Наталья Павловна поцеловала его в лоб и заметила, что он покрыт холодной испариной.
— Бальзамцем не потереть ли? — спросила она робким голосом, — у меня, душечка, есть отличный бальзам… от всяких болезней вылечивает!
— Да… бальзамчиком хорошо бы! — отвечал Яшенька и улыбнулся.
Наталья Павловна увидела эту улыбку и заплакала.
— Вы не плачьте, голубушка моя, это ничего… это пройдет… Посмотрите, каким еще молодцом буду!.. Это, маменька, от того со мной сделалось, что я осмелился вас ослушаться!
«Господи! я не переживу этого!» — подумала Наталья Павловна.
Потерли Яшеньку бальзамчиком, но лучше не было. Напротив того, к вечеру Наталья Павловна вынуждена была послать за священником.
— Вы меня, милая маменька, простите! — говорил Яшенька все более и более слабеющим голосом, — иногда я вас огорчал… иногда я забывал, что первый долг сына утешать родителей своим хорошим поведением…
Наталья Павловна неутешно рыдала.
— Мне, милая маменька, теперь очень спокойно и весело. Жаль только, что вам не с кем будет время разделить… Я, маменька, хоть и не одарен большими способностями, однако все-таки в доме живой человек был…
— Господи!.. Яшенька! да не оставляй же, не оставляй же ты меня, друг мой! — закричала Наталья Павловна неестественным голосом.
— Нет, маменька… я, конечно, был бы готов исполнить ваше милостивое приказание… Ах, маменька, маменька!..

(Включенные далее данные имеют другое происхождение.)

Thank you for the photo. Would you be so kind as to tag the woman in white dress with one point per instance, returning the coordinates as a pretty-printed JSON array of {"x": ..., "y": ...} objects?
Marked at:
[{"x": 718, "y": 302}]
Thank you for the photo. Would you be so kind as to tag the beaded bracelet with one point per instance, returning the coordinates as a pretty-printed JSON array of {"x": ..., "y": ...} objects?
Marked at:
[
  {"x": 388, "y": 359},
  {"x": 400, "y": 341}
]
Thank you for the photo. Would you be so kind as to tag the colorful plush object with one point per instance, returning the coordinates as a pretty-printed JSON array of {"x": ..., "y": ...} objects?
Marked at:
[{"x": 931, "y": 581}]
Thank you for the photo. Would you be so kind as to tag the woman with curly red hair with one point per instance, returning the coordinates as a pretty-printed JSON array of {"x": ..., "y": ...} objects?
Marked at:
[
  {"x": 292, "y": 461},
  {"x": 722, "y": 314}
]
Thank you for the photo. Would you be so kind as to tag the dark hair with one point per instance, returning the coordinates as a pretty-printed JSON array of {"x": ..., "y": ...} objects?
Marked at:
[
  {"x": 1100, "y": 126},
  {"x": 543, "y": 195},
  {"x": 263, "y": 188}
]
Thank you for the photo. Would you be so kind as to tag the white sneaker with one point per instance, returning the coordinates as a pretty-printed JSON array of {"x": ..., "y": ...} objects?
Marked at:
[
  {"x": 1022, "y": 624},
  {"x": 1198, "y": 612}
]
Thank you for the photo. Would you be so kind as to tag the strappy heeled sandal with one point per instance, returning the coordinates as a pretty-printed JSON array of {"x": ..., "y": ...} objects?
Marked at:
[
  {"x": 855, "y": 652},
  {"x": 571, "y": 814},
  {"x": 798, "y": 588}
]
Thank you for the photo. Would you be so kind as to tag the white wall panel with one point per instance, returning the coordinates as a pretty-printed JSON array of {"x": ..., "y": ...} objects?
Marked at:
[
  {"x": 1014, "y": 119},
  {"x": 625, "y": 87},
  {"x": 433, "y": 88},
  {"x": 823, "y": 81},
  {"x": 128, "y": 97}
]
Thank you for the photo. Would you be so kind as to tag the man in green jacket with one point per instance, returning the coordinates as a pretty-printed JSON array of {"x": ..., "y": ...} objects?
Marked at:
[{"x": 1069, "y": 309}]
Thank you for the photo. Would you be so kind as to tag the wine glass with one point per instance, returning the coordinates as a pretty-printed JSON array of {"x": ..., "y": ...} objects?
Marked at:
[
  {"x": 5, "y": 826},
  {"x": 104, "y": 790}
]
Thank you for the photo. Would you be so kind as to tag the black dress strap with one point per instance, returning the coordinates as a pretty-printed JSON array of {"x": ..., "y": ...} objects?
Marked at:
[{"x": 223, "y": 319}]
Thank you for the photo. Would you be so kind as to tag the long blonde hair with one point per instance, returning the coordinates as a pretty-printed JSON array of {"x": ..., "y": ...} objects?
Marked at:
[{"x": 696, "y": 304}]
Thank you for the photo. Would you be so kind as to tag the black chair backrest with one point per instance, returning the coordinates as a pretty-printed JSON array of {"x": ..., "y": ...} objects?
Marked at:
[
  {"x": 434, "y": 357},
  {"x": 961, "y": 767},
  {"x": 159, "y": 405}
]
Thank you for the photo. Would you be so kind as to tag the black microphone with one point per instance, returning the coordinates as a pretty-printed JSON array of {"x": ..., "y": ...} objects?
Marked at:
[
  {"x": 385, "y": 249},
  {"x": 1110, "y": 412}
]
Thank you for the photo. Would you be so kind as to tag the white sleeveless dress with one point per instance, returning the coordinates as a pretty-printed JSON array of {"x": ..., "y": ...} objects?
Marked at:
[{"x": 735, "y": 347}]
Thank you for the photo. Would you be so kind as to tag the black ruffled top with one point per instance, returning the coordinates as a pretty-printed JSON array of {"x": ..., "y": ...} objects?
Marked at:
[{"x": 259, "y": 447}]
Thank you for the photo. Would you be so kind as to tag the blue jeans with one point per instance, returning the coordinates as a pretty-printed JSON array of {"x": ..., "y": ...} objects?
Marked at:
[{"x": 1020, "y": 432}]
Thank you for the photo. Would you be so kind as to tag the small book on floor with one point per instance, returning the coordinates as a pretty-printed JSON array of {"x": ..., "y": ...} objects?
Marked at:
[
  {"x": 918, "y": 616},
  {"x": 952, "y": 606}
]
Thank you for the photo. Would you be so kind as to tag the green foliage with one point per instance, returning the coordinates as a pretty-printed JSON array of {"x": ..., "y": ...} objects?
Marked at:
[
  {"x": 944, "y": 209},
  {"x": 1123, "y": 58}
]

Яшенька вздрогнул и перекрестился. Через секунду в объятиях Натальи Павловны был уже труп его.
Два отрывка из «Книги об умирающих»[66]
I
Старость не радость: и пришибить некому, и умереть не хочется.
Вечер. Сальная свеча сомнительно и тускло горит в надломанном медном подсвечнике; в комнате темно и холодно; тоскливо и мерно дребезжит в окна дождь; с улицы долетает какой-то странный, смешанный звук, как будто жужжание несносного комара… Не разберешь, что это такое: далекий ли гул многолюдного города, не устающего от забот даже в поздний вечерний час, вздох ли это бедных странников моря житейского, для которых не припасено в этом мире пухового изголовья, или же просто-напросто шлепанье крупных капель дождя о крыши домов… Господи! один этот звук может иссосать сердце тоскою!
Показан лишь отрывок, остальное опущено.